FuseChat-3.0: Preference Optimization Meets Heterogeneous Model Fusion

Yang, Ziyi, Wan, Fanqi, Zhong, Longguang, Huang, Canbin, Liang, Guosheng, Quan, Xiaojun

arXiv.org Artificial Intelligence 

We introduce FuseChat-3.0, a suite of large language models (LLMs) developed by integrating the strengths of heterogeneous source LLMs into more compact target LLMs. Our source models include the powerful Gemma-2-27B-it, Mistral-Large-Instruct-2407, Qwen-2.5-72B-Instruct, and Llama-3.1-70B-Instruct. To leverage the diverse capabilities of these source models, we develop a specialized data construction protocol tailored to various tasks and domains. The FuseChat-3.0 training pipeline consists of two key stages: (1) supervised fine-tuning (SFT) to align the target and source model distributions, and (2) Direct Preference Optimization (DPO) to apply preferences from multiple source LLMs to fine-tune the target model. As illustrated in Figure 1, using Llama-3.1-8B-Instruct as the target model, our fusion approach achieves an average improvement of 6.8 points across 14 benchmarks. Moreover, it demonstrates remarkable gains of 37.1 points and 30.1 points on the instruction-following benchmarks AlpacaEval-2 and Arena-Hard, respectively. Combining the strengths of multiple large language models (LLMs) provides a powerful means to enhance performance, robustness, and generalization across diverse tasks by leveraging the unique expertise and knowledge each model offers.

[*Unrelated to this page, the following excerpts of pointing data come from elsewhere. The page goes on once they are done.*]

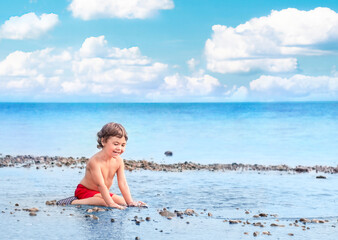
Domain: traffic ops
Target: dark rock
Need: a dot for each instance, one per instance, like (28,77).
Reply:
(190,212)
(168,153)
(234,221)
(166,213)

Individual LLMs, particularly those constrained by size or training data, may perform well in specific areas but struggle in others due to specialization gaps. For instance, one model might excel at generating creative content but lack precision in technical explanations, while another delivers technical accuracy but struggles with conversational fluency.